II. – La perte de recettes résultant pour l’État du I est compensée, à due concurrence, par la création d’une taxe additionnelle à l’accise sur les tabacs prévue au chapitre IV du titre Ier du livre III du code des impositions sur les biens et services.
III. – La perte de recettes résultant pour les organismes de sécurité sociale du I est compensée, à due concurrence, par la création d’une taxe additionnelle à l’accise sur les tabacs prévue au chapitre IV du titre Ier du livre III du code des impositions sur les biens et services.
Mme la présidente. La parole est à Mme Marie-Do Aeschlimann, pour présenter l’amendement n° 340 rectifié.
Mme Marie-Do Aeschlimann.
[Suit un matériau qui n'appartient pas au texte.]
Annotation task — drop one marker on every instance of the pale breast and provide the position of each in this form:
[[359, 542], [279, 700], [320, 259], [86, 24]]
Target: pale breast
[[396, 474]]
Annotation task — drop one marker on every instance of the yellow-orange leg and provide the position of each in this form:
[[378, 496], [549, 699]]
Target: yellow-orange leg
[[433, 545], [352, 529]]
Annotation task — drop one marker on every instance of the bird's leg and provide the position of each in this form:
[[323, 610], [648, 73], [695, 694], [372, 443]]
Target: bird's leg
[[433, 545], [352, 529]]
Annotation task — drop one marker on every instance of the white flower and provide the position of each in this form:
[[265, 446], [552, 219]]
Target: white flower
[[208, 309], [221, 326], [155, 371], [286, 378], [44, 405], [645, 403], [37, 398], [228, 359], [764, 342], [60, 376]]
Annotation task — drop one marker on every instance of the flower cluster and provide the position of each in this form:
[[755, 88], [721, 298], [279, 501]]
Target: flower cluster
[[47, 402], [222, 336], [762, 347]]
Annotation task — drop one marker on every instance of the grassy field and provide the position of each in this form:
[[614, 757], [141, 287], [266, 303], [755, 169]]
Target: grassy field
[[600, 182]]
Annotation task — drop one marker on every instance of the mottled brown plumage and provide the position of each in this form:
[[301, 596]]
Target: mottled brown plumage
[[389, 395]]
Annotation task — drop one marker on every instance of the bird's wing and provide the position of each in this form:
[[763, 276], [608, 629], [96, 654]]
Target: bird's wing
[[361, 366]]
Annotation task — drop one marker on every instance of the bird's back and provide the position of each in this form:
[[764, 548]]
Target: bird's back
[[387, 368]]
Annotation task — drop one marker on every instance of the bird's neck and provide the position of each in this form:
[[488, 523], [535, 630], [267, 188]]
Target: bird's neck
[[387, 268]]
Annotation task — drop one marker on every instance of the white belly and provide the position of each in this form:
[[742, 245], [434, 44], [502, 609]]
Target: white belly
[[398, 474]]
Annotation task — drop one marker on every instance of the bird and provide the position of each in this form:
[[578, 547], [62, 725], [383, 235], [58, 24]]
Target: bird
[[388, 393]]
Cet amendement de notre collègue Laurence Muller-Bronn vise à exclure de l’assiette de cotisations sociales les véhicules mis à la disposition permanente des intervenants à domicile avec un usage privé, même limité par l’employeur, afin d’effectuer leur tournée au domicile de personnes âgées en perte d’autonomie ou de personnes en situation de handicap.
En l’état actuel du droit, le régime applicable est celui de l’avantage en nature véhicule, qui est assujetti aux cotisations sociales. En effet, seule la mise à disposition d’un véhicule à un salarié pour un usage exclusivement professionnel n’est pas soumise à charges sociales, car aucun avantage en nature n’est caractérisé. Il s’agit d’ailleurs du régime le plus courant.
À travers cet amendement, nous souhaitons accroître l’attractivité des métiers d’aide à domicile, qui sont particulièrement en tension dans un contexte de vieillissement de la population.
Mme la présidente. La parole est à Mme Brigitte Bourguignon, pour présenter l’amendement n° 764 rectifié.
Mme Brigitte Bourguignon. Permettez-moi d’évoquer une scène que nous connaissons tous, celle d’une aide à domicile, souvent une femme, qui passe sa journée sur la route pour se rendre d’un domicile à un autre, tout cela pour percevoir un petit salaire et connaître des fins de mois très difficiles.
Lorsque cette aide à domicile ne possède pas de voiture, le service qui l’emploie en met une à sa disposition, dans le meilleur des cas : ce n’est pas un luxe, c’est juste la condition pour qu’elle puisse travailler.
Pourtant, ce véhicule est aujourd’hui considéré comme un avantage en nature, si bien qu’il est réintégré dans l’assiette sociale et fiscale. Autrement dit, on taxe l’outil qui permet à cette personne d’accompagner nos aînés et d’assurer le bien-vieillir à domicile.
Par cet amendement, nous proposons une mesure simple et ciblée : exclure ces véhicules de l’assiette de cotisations pour les aides à domicile. Nous ferions un geste concret pour préserver le pouvoir d’achat de ces professionnels et pour assurer l’attractivité d’un métier déjà en forte tension. C’est d’ailleurs l’une des pistes d’amélioration de l’attractivité de ces métiers que nous avions identifiée.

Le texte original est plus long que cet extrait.